Main image of article 5 Steps You Can Take to Recession-Proof Your Tech Career
While the recent fears of an impending U.S. recession might be overblown, the current economic expansion that began in June 2009 will eventually run out of steam. The good news: you can take steps now to lessen the career and financial impact from the next downturn. Not only will you be prepared when it happens, you may even come out ahead.

Conduct a Risk Assessment

Jason Schenker, economist and chairman of The Futurist Institute, predicts that the next downturn will impact some tech companies more than others. Employees at potentially vulnerable companies—smaller, more debt-laden, with fiercer competition—need to take stock of their situation and decide what they can do right now. When money becomes more expensive in a higher interest-rate environment, investors become much more ROI-focused, he explained. The problem is that more companies with negative earnings are going public than ever before, even when compared with the dot-com bubble (Hi, Uber!). Any company that isn’t growing or generating profits could be at risk. Moreover, Chinese investments in U.S. technology startups have all but dried up, following new regulatory oversight that took effect in August. Companies that make “cool stuff” but don’t have a strong economic use-case may also hit financial headwinds. For example, that startup that only designs custom emojis might be really fun to work for, but they may not survive a recessionary environment like a mature firm that specializes in dozens of lines of business. “If you’re counting on stock option payouts to pay your mortgage, or you’re working for a company where the only exit strategy is to be acquired, then you need to assess your risk tolerance and begin a proactive job search, if necessary,” Schenker said. Fortunately,every company is now a tech company, so even if the economy slows,the market for pros with in-demand skills and experience will remain strong for the foreseeable future. “You may not be able to control the economy, but no one says that you can’t quit and go somewhere else,” Schenker added.

Make Yourself Hard to Replace

Safeguarding your job is imperative whenever positions are be being cut. And while no one is completely safe if a company falters, people who exhibit certain attitudes or traits are usually the last ones to be eliminated, according to Joan Tabb, founder and principal of Great in 8 Coaching. “Tech professionals who are enthusiastic, likeable and viewed as someone managers and co-workers can count on to get things done tend to be retained,” she said. Start now by proactively displaying the traits that employers value most, such as curiosity, intellectual agility and emotional intelligence. Demonstrate a dedication to continuous learning and passion for your specialty or domain; for example, ask your employer to sponsor educational opportunities (such as classes or certification work), or take the initiative and learn on your own. Once the pink slips start rolling out, you’ll lose your chance to show off your commitment to empowerment.

Get a Side Hustle

Did you know that 41 percent of freelancers also have a full-time job? Many tech workers learned a painful lesson during the Great Recession, and are no longer beholden to a single employer. By having money coming in from multiple sources, you can survive a temporary slowdown. Need ideas? Build apps or chatbots in your spare time, be a STEM tutor, or create an online course. Here’s a list of the top 50 companies to freelance for, as rated by fellow freelancers.

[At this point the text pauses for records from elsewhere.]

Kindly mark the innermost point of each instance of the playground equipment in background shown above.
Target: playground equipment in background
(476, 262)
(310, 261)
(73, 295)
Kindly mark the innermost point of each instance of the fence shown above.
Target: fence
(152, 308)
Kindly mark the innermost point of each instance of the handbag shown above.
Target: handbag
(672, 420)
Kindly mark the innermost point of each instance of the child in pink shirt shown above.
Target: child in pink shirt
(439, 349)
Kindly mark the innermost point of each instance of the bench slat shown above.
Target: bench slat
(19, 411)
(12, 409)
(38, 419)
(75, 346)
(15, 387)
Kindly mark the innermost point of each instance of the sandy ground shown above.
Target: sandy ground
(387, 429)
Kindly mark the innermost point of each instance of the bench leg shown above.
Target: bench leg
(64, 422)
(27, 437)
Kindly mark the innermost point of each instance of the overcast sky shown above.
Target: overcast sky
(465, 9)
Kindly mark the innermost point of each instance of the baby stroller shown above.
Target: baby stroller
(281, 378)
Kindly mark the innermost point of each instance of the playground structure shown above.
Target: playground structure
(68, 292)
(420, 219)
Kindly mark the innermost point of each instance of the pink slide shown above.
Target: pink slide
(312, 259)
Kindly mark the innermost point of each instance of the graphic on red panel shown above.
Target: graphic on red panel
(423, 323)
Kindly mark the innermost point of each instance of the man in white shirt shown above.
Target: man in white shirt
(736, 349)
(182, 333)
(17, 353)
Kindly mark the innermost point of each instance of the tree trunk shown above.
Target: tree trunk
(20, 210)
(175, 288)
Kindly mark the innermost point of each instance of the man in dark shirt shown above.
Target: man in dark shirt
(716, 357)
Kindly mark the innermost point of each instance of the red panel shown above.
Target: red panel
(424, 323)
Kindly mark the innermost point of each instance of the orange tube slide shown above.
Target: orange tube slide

Contribute to Mission-Critical Projects

Which of the company’s projects are likely to survive if the economy slows down and budgets are cut? Answer: The ones that are essential to the survival and mission of an organization. Identifying mission-critical opportunities and becoming personally involved in them will increase your value to the organization and your chances of being retained during a recession.

Stop Ignoring Recruiters

Are you too busy to take calls from recruiters? Now more than ever, workers always need to be in the “ready position,” Tabb noted. Keep your résumé, online profiles and code samples or portfolio up-to-date. Find the time to attend a weekly networking event and keep one toe in the market waters at all times. Whether or not there's a recession on the horizon, maximizing your opportunities is always a great career move.